Not wasting any time following recent Chapter 11 bankruptcies, Noble Corp. and Pacific Drilling Co. LLC announced plans to merge on March 25.

In a joint release, the two providers of offshore drilling services said they had entered into a merger agreement for Noble Corp. to acquire Houston-based Pacific Drilling in an all-stock transaction that would give Pacific Drilling’s shareholders roughly 25% equity ownership of the pro-forma company.

The transaction is a step in the right direction for the deepwater rig industry, according to analysts with Tudor, Pickering, Holt & Co. (TPH) who expect more consolidation in the space.

“From a deal logic perspective, this transaction makes all the sense in the world to us as it not only brings together two companies (in an oversupplied industry) with high-quality assets (includes three tier one drillships at PACD),” the TPH analysts wrote in a March 26 research note, “but also will do so while maintaining a conservative pro-forma balance sheet (PACD acquired on debt-free basis) and will give NE some clear deepwater growth opportunities ahead given the lack of meaningful backlog at PACD but substantial deepwater contract coverage at NE.”

The substantial deepwater contract coverage mentioned by the TPH analysts is, in large part, a reference to Noble Corp.’s commercial enabling agreement with Exxon Mobil Corp. in Guyana.

“With a number of other offshore drillers set to soon emerge from bankruptcy, we suspect the offshore drilling M&A train is only just now getting started and would fully expect to see more consolidation activity in the months/years ahead,” the analysts added in the firm’s research note.

Both Noble Corp. and Pacific Drilling recently emerged from Chapter 11 bankruptcy—Noble in February and Pacific Drilling last December—following the successful completion of balance-sheet restructurings by both companies.

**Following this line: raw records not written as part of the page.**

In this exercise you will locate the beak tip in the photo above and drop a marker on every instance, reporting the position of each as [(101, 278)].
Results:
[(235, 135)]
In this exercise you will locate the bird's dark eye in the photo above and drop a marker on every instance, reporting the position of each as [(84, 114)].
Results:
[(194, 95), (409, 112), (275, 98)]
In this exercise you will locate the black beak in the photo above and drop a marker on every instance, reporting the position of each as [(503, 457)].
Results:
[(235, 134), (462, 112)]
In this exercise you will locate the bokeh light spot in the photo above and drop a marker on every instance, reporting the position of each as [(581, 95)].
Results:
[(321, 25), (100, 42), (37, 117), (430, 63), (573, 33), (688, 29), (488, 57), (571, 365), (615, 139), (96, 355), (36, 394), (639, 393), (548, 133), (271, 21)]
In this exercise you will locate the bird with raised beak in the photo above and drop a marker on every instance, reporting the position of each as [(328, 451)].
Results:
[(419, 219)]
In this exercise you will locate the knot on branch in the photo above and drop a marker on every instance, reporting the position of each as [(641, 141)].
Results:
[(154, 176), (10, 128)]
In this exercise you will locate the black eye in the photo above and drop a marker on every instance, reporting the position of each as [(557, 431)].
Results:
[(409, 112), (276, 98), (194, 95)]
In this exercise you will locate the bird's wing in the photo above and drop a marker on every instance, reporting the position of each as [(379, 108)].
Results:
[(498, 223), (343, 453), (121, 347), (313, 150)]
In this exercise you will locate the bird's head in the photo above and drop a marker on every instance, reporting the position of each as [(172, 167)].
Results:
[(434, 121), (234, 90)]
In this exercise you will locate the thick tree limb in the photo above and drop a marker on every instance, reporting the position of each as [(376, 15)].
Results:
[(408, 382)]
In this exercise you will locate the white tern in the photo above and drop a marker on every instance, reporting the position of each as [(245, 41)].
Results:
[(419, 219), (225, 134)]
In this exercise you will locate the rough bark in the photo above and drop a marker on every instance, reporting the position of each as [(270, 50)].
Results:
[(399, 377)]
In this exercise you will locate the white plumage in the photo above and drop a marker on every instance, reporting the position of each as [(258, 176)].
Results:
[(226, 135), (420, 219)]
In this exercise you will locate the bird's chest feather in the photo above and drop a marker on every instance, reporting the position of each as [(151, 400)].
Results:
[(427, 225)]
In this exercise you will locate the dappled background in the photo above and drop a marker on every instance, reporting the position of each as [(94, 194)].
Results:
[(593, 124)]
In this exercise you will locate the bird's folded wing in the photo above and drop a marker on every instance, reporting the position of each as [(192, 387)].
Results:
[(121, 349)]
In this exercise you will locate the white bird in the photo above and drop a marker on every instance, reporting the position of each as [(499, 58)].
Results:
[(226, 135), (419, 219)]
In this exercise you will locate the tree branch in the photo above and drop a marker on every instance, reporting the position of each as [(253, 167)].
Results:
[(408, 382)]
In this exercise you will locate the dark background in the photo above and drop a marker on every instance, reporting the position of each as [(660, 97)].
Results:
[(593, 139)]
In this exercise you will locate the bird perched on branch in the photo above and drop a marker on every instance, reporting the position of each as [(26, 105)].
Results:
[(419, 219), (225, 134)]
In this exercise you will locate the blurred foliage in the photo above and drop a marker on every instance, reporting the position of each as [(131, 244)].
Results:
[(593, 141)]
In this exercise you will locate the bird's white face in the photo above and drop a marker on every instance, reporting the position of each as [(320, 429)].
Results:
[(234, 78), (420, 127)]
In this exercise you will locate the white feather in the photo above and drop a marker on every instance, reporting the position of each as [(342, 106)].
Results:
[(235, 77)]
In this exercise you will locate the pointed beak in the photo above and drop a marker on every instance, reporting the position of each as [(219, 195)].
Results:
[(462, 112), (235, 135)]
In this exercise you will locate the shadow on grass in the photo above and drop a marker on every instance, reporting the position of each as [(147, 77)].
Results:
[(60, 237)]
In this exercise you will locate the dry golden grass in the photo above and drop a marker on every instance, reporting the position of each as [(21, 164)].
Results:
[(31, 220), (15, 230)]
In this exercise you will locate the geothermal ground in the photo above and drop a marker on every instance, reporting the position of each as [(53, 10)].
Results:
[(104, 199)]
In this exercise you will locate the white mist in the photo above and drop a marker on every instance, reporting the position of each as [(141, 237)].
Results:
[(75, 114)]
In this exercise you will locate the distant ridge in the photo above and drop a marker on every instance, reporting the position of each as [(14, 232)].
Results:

Through the acquisition of Pacific Drilling, Noble Corp. will reenter both the West African and Mexican regions while also strengthening its presence in the U.S. Gulf of Mexico, according to Noble’s president and CEO, Robert Eifler.

“The acquisition of Pacific Drilling will enhance our position in the ultradeepwater market through the addition of its technologically-advanced ultradeepwater drillships, which are highly complementary to Noble’s existing fleet,” Eifler said in a statement. “By bringing these modern drillships into the Noble fleet, we will be able to better serve the needs of our customers globally and to participate in a wider range of drillship tender activity.”

Pro forma for the acquisition, Noble will own and operate a high-specification fleet of 24 rigs, with 11 drillships, one semisubmersible and 12 jackups. The company will also have a pro forma backlog of approximately $1.7 billion, split across a diverse set of customers and regions of operation, the joint release said. 

Additionally, Noble said it expects to realize annual pre-tax cost synergies of at least $30 million from the combination. The company also has plans to move “expeditiously” to dispose of the Pacific Bora and Pacific Mistral, which according to TPH analysts are idle, sixth-generation drillships without dual-activity capability.

“As the offshore drilling landscape evolves, we look forward to maintaining our leadership role as we continue to grow in concert with the needs of our customers,” Eifler added in his statement.

Pro Forma Noble Corp. Asset Map (Source: March 25, 2021 Investor Presentation)
Pro Forma Noble Corp. Asset Map (Source: March 25, 2021 Investor Presentation)

Following close of the transaction, Noble’s board of directors and executive management team are anticipated to remain the same. Noble will also continue to have its principal executive offices in the greater Houston are in Sugar Land, Texas.

In a statement commenting on the transaction, Pacific Drilling CEO Bernie Wolford said: “Bringing together the Pacific Drilling and Noble fleets creates a stronger and more stable combined company with the scale to provide solutions for our clients on a global basis.  This combination will advance the ongoing recovery in the industry and will allow Pacific Drilling equity holders to fully participate in that recovery. I would like to personally thank the entire Pacific Drilling team for their unwavering commitment to delivering safe, efficient and reliable services to our customers, and we look forward to working with Noble to successfully integrate the two companies.”

The transaction is subject to customary closing conditions and is expected to be completed in April.

The definitive merger agreement was unanimously approved by each company’s board of directors and by a majority of Pacific Drilling’s equity holders. No shareholder vote is required for Noble to close the transaction, according to the release.

Ducera Partners LLC and DNB Markets, a part of DNB Bank ASA, are financial advisers to Noble for the transaction, and Kirkland & Ellis LLP is acting as legal adviser.

Houlihan Lokey Capital Inc. is acting as financial adviser to Pacific Drilling and Akin Gump Strauss Hauer & Feld LLP is its legal adviser.